Jarrod E. Brown
I build enterprise security teams and systems from the ground up — and I'm now building the agentic AI meant to run on top of them.
About
My career has followed one consistent pattern: I'm handed something fragile or unbuilt, and I turn it into something that holds. I went straight to work out of high school and into IT, starting on help desk around 2000 and climbing from the entry level up to data-center operations by 2009 — earning my degrees out of order along the way: an associate's first, the bachelor's later, and the MBA only recently. Nobody handed me the ladder; I built it one rung at a time.
Along the way I served in the U.S. Army Reserve as a 25B information technology specialist — installing and securing field network infrastructure, handling COMSEC, and operating across classified and unclassified environments.
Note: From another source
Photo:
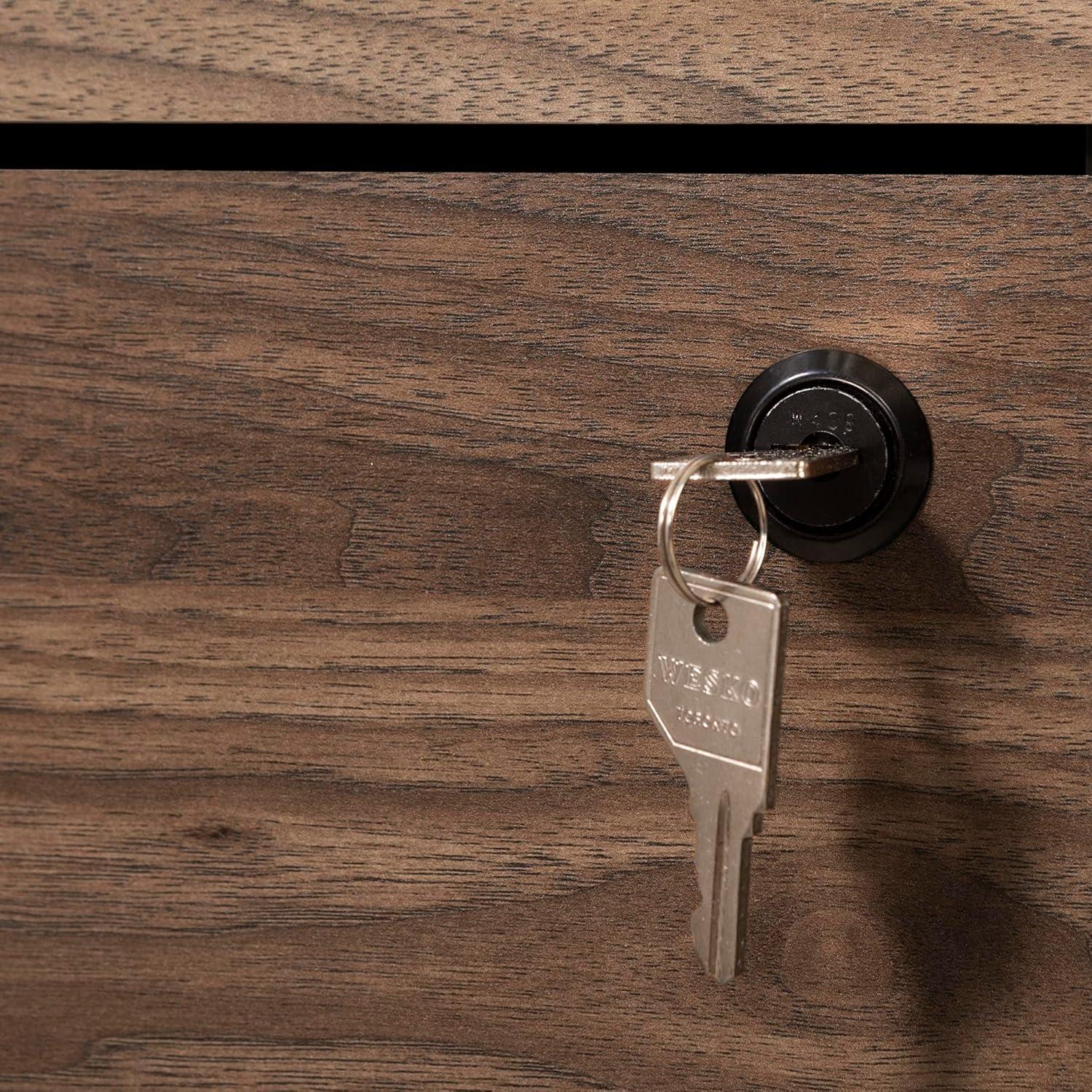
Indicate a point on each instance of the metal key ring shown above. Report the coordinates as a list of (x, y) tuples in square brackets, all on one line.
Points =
[(665, 533)]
The Army taught me that infrastructure is only as good as the discipline behind it; I finished Advanced Individual Training second in my class, within a tenth of a percent of the top, and I've carried that standard into everything since.
I learned large-scale engineering inside a national higher-education enterprise, helping design and deploy a Cisco Nexus data-center fabric across three sites and a private MPLS-BGP backbone connecting data centers and campuses nationwide — enforcing Dev/QA and production separation with VRFs and validating designs in GNS3 before they ever touched production. That's where the architecture instinct took hold.
Moving into security leadership at a global semiconductor manufacturer, I reported to the CISO and directed a worldwide migration from Cisco ASA to Palo Alto Networks — implementing Panorama, GlobalProtect, and WildFire. I designed the WAN modernization strategy that replaced managed MPLS with SD-WAN across U.S., EMEA, and APAC, and built the internet-edge and DMZ architecture for global co-location data-center builds.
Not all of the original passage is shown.